Appel téléphonique reçu ce jeudi matin 13 février du SE-UNSA nous proposant de demander une audience en commun auprès de la DASEN sur le sujet des incivilités dont les enseignants sont les victimes, à commencer par l’agression physique d’une collègue par une parent d’élève le lundi 10 février dernier. Il nous est soumis l’idée de proposer à notre administration une campagne d’information et d’affichage sur ce thème dans les écoles. Nous avons répondu qu’il fallait que nous en parlions afin de nous mettre d’accord sur les propositions à porter lors de cette audience, que nous allions essayer de répondre dès le lendemain.  

Envoyé : Jeudi 13 Février 2020 15:45:38 Objet : Proposition demande d’audience à la DASEN

Bonjour,

Vous trouverez ci-dessous une proposition de mail à envoyer au cabinet de la DASEN. J’attends votre retour.

La proposition de mail avait pour sujet le nombre grandissant d’incivilités qui se sont produits dans ou aux abords des écoles récemment. Les syndicats SE-Unsa 87 et SNUipp 87 y sollicitaient une audience pour échanger sur les problématiques de plus en plus nombreuses liées à la souffrance au travail de nombreux collègues. (audience plutôt un mardi ou un jeudi.)

Après avoir discuté à quelques uns, nous avons eu l’idée de soumettre cette idée lors de notre Conseil Syndical, justement convoqué le lundi 17 février. D’où notre réponse par mail : 

  Re : Proposition demande d’audience à la DASEN 14 Février 2020 11:29  

87 Snuipp

À : SEUNSA87

Nous mettons ce sujet à l’ordre du jour de notre CS lundi soir. Nous reviendrons vers vous pour vous dire ce qu’il en est.

Gwénaëlle pour le SNUipp FSU

De : "SEUNSA87" <87@se-unsa.org>

À : "87 Snuipp"

Envoyé : Dimanche 16 Février 2020 09:50:59

Objet : Re : Proposition demande d’audience à la DASEN

Bonjour,

Lors de mon échange téléphonique ... un retour me serait fait vendredi 14, je pensais que l’envoi vers le cabinet de la DASEN se ferait ce même jour.

La demande est jugée trop tardive (de vendredi à mardi, donc). Et de déplorer qu’une nouvelle fois ( ?), nous ne soyons pas en mesure de nous joindre à eux pour porter la parole de notre profession...

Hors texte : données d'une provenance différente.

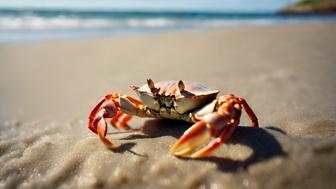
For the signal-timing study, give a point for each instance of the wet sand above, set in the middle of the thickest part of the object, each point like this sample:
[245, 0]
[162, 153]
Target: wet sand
[286, 73]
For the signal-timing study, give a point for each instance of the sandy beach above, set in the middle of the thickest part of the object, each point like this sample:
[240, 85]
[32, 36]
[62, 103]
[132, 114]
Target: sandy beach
[286, 73]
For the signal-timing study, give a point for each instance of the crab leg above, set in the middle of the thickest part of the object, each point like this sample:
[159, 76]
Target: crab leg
[113, 106]
[249, 112]
[212, 125]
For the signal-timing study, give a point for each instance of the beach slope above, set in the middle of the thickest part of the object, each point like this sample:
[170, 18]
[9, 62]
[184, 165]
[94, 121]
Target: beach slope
[286, 73]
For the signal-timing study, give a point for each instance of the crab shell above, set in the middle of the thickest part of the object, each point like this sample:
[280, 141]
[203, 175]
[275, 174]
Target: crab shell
[185, 96]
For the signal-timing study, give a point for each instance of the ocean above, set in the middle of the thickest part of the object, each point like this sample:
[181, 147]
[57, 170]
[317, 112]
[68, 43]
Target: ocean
[35, 25]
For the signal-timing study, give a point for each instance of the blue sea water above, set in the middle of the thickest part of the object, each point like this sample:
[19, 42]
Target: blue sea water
[33, 25]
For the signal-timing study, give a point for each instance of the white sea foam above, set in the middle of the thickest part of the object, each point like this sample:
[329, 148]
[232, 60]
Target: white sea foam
[62, 22]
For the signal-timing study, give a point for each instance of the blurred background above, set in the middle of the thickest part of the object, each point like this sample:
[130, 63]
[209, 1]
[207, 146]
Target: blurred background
[44, 20]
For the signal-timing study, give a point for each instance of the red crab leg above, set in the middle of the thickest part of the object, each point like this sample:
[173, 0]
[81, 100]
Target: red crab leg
[114, 119]
[211, 125]
[114, 106]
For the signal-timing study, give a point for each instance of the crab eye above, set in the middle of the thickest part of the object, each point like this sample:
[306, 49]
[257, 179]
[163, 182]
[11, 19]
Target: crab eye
[150, 84]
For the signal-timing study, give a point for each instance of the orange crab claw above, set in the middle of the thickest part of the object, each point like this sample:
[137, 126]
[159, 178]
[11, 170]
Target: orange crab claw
[212, 125]
[191, 139]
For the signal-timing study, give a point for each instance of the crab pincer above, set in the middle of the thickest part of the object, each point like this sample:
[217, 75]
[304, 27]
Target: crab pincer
[212, 125]
[220, 125]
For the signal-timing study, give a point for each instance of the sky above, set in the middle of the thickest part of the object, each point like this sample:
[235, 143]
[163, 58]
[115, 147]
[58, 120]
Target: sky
[211, 5]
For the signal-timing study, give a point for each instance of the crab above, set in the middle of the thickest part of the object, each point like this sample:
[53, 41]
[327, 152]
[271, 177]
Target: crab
[213, 117]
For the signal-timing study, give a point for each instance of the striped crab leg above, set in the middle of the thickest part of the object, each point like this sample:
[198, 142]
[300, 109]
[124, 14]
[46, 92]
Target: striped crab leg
[113, 106]
[219, 124]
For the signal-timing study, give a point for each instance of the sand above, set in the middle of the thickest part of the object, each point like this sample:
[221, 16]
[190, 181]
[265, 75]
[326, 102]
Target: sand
[286, 73]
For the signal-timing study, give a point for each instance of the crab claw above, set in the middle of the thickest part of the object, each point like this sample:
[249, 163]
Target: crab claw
[191, 139]
[212, 125]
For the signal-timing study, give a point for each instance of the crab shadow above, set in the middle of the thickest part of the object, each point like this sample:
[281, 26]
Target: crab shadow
[261, 141]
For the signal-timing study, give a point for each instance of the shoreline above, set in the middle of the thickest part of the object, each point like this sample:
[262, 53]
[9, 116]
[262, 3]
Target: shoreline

Suite à la réponse reçue ce dimanche, nous avons parlé de ce sujet lors de notre Conseil Syndical du lundi 17 février. Nous y avons regretté la réponse faite par le SE-UNSA.

Nous découvrons ce mardi 18 février, avec une certaine stupeur, un article sur le site du SE-UNSA nous faisant tenir des propos que nous n’avons à aucun moment tenus :

Nos collègues du SNUipp 87 ayant décliné notre proposition (ne serait-on pas plus forts à plusieurs ???), nous avons envoyé notre demande d’audience en fin de semaine. Nous serons reçus jeudi 20 février à 13 h par Mme l’Inspectrice d’Académie.

Nous n’avons JAMAIS décliné leur proposition. Nous avons juste souhaité décider ensemble de la réponse à donner et surtout décider du fond (analyse, propositions) que nous allions porter lors de cette audience.

La question que pose ces incivilités est : comment faire pour éradiquer de tels comportements ?

Notre Ministère a la plus lourde responsabilité mais dispose aussi des meilleurs leviers pour répondre à cette question.

Localement, au niveau de notre DSDEN 87, nous avons (ENCORE) un CHSCT-D, qui fonctionne et peut traiter de cette question. Ce nous semble être un moyen pour travailler, ENSEMBLE, et sans arrières pensée, sur ce sujet important.